On MySQL 4.1 / InnoDB / FreeBSD / FFS / SCSI, small inserts run at about 167 transactions per second, i.e. one per rotation.
Same setup but --innodb_flush_log_at_trx_commit=0,
a million transactions in 200 seconds, or 5000/second.
I don't know if InnoDB wrote its B-Tree to disk during the 200 seconds. Same performance even with InnoDB's buffer pool size set to 200 KB with --innodb_buffer_pool_size=200000.
The MySQL documentation claims that this configuration
does crash-recovery correctly, though you may lose
the last second's worth of transactions.
Keeping all data in RAM and just saving changes to a log file is a great architecture. It is a pity that the current "hip" tools/models for web development impose unnecessary cost for using it.
The problem is that the Ruby / Python / PHP stacks typically have one process per request, and they do not share memory. When you use memcached in such environment, it is a separate process and communication with it is rather slow - it involves marshaling the data, which would not be necessary if all requests were just threads in a single address space.You don't have this problem if you use Java/C++.
I have used with some success a huge mmaped file as persistent memory to store my data. It's not exactly using disc as sequential device, that depends on the application and data locality. There are just a few tools available to support that scheme.
So, how do write-intensive sites like LiveJournal handle their updates? I was under the impression that LJ was all memcached + sharding + master/master pairs for the shards.
How do you handle features that rely on frequent UPDATE statements, like say a hitcounter? Is UPDATE LOW PRIORITY (MySQL) enough, or should you work out some application-specific caching/batching mechanism and perform all your updates at once?
Ram disks (like www.texmemsys.com) for the log device are a way of speeding up traditional rdbms'. They cost a bit, but You get to keep all the 'cool' database features while minimizing the sync log write bottleneck.
Such architectures are also easier to explain to auditors if Your app is of a financial nature.

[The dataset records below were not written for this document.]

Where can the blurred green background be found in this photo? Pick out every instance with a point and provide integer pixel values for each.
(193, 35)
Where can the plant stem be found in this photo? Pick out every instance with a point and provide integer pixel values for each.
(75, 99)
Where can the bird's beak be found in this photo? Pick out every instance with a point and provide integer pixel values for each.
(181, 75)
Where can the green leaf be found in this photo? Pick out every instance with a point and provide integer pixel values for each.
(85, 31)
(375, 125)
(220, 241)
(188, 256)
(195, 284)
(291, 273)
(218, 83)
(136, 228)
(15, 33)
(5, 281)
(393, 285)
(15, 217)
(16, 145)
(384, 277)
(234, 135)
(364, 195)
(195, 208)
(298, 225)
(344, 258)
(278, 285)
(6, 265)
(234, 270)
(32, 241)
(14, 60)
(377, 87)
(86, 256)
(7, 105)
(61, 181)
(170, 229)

I am not affiliated with this or any other storage vendor.
--Stuki
Really great writeup Paul. I've been preaching "memory is magic" for the last couple years now -- since the capacity:price ratio got so good. Now I have a nice non-fluffy hacker post to send people to.

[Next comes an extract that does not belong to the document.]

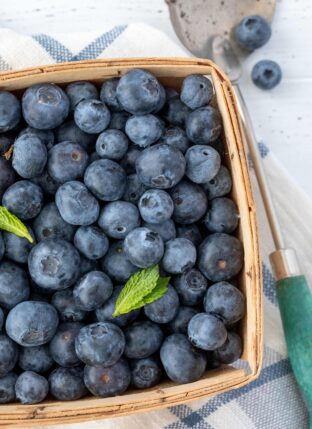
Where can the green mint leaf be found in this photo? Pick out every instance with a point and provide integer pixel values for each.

If there's any silver bullet to scaling most web apps it's properly utilizing gobs of memory. Pushing bytes from memory to your NIC is a pretty damn efficient operation.
A challenge in a pure version of a log-structured
database is reclaiming space from the log when data
is no longer needed. Sometimes you don't need to,
as in Venti ( http://citeseer.ist.psu.edu/531029.html ).
I wonder what would happen if you use ZFS on top of a flash memory drive and replace/add a SQL layer next to the ZPL layer. In theory, you'd get transactions and checksums for free and possibly your sequential writes as well.